CPIA Module 4, Section 4: Error Points and Failure Mode Analysis
MODULE 4: MEDICATION-USE SYSTEMS & ARCHITECTURE

Section 4.4: Error Points and Failure Mode Analysis

A systematic approach to proactive risk assessment. We will learn the techniques of Failure Mode and Effects Analysis (FMEA) to identify and mitigate potential system-level medication errors.

SECTION 4.4

Error Points and Failure Mode Analysis

Moving Beyond Blame: Engineering Safer Systems by Proactively Identifying How They Can Break.
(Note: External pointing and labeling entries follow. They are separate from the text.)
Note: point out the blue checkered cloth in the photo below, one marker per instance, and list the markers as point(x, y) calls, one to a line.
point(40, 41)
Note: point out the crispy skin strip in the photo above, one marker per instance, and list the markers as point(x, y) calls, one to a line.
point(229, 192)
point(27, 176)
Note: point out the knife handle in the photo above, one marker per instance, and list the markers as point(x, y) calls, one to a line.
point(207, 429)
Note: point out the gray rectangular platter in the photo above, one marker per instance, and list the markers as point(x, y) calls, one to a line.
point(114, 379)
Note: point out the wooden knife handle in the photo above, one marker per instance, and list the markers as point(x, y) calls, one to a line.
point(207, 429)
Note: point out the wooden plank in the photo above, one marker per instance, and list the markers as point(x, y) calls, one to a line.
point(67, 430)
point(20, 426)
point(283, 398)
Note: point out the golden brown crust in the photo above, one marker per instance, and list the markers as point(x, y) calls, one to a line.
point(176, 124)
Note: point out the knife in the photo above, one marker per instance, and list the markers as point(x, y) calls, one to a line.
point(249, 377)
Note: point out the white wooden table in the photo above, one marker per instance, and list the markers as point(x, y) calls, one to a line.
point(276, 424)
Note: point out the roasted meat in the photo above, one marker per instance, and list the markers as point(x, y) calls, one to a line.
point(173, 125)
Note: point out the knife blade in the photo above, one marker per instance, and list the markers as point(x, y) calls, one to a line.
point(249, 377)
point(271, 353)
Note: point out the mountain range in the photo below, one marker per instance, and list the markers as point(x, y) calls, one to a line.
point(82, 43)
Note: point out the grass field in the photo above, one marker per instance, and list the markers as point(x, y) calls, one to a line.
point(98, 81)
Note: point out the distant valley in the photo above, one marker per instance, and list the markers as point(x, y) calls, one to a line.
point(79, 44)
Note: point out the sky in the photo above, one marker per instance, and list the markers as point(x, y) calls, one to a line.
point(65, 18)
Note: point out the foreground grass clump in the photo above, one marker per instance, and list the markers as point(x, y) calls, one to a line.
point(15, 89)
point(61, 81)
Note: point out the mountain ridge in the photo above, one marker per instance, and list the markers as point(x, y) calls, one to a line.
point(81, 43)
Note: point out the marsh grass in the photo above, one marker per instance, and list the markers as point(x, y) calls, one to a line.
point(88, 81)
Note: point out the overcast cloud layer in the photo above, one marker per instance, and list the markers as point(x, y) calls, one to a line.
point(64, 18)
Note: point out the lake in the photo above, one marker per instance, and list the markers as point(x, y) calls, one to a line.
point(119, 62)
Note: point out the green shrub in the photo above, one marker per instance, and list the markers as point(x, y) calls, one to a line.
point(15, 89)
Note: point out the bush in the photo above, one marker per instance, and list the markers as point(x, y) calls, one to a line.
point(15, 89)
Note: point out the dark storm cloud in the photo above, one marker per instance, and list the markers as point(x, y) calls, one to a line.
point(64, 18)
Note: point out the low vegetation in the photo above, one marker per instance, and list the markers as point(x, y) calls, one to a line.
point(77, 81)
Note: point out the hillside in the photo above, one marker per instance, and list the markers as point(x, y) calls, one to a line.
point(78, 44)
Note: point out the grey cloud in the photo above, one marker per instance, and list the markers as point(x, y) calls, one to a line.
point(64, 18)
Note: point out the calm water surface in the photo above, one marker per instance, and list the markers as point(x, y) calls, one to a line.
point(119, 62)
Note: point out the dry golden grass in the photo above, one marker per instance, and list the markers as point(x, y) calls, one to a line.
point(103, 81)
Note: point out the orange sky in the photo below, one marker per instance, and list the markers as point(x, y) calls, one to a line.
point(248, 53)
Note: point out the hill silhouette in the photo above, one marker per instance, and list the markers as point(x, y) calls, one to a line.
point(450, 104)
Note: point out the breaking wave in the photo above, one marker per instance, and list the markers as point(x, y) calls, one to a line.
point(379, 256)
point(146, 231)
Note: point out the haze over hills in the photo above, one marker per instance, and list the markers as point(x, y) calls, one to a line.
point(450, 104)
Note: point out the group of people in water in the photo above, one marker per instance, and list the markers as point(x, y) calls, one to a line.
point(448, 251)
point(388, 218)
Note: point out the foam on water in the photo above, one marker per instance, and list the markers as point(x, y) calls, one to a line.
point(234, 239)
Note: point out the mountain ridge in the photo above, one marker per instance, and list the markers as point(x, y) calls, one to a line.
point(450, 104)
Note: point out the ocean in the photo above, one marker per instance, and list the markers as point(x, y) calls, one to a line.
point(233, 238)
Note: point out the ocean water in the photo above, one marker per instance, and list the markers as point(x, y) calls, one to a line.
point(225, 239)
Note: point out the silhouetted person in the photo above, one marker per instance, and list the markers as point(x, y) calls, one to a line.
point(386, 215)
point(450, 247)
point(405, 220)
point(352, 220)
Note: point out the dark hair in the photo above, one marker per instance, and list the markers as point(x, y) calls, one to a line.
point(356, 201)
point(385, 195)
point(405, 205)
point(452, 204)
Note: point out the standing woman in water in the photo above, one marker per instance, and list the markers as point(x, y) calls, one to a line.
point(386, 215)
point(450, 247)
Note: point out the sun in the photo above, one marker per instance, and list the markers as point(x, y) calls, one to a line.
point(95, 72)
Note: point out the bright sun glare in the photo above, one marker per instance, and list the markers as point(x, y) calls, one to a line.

4.4.1 The “Why”: The Critical Shift from Reactive to Proactive Safety

For most of healthcare history, our approach to safety has been fundamentally reactive. A patient is harmed by a medication error, a sentinel event occurs, and a team is assembled to conduct a Root Cause Analysis (RCA). We investigate what happened, why it happened, and what we can do to prevent that specific error from happening again. This is a necessary and valuable process, but it has a profound limitation: a patient must first be harmed for the learning to occur. We are, in effect, driving by looking in the rearview mirror. While we must learn from our mistakes, a truly mature safety culture seeks to anticipate and prevent errors before they can ever reach a patient.

This is the philosophical leap from reactive to proactive safety. It is a shift in mindset from asking “What happened?” to asking “What could happen?”. This is not speculation or guesswork; it is a structured, engineering-based discipline designed to systematically deconstruct a process and identify its hidden vulnerabilities. It acknowledges a fundamental truth that you, as a pharmacist, intuitively understand: errors are not the result of “bad people” but are symptoms of “bad systems.” Well-intentioned, highly skilled professionals will make mistakes when placed in a poorly designed process with latent hazards and inadequate safeguards. Our job as informatics pharmacists is not to find better people, but to build better, more resilient systems.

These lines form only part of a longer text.